Comparing the results between profiler block and PIL profiler functionality, you are right. There are different values because PIL profiler introduces a lot of overhead and I had already open a ticket trying to resolve it. For the moment, I suggest to use profiler blocks because they are more accurate and also I might suggest to modify the compiler flag for optimization from -O1 to -O0 for better accuracy when measuring the time execution of a portion of code.
When using the profiler block, the generated code for your subsystem/model will be put inside the function calls that will get tick values from LPIT timer.
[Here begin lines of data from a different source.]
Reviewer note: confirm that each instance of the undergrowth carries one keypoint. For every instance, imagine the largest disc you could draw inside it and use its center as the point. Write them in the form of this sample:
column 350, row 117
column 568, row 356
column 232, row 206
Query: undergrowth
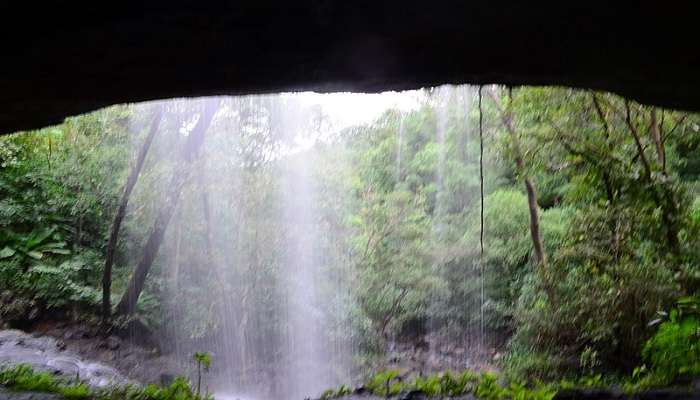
column 25, row 378
column 484, row 386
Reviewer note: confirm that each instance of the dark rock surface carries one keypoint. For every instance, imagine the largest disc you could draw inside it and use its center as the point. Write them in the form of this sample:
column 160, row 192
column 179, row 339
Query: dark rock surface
column 608, row 394
column 578, row 394
column 68, row 348
column 10, row 395
column 47, row 354
column 63, row 58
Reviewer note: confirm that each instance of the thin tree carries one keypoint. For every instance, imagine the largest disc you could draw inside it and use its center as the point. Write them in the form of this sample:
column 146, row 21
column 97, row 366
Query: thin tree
column 121, row 212
column 127, row 304
column 507, row 121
But when using PIL profiling functionality, there are a lot of calls until it gets to use the LPIT timer to get the ticks, because the code for PIL is generated differently than an usual model building. For example, below you can see the functions used to profile the code in PIL for your model that you`ve sent me and those profilerStart and profilerEnd functions will call another functions in cascade to actually measure something and then uploading the results in Simulink. So we can observe the introduced overhead from this cascading function calls.

Hope this helps! If you have questions, feel free to discuss.
Best regards,
Stefan.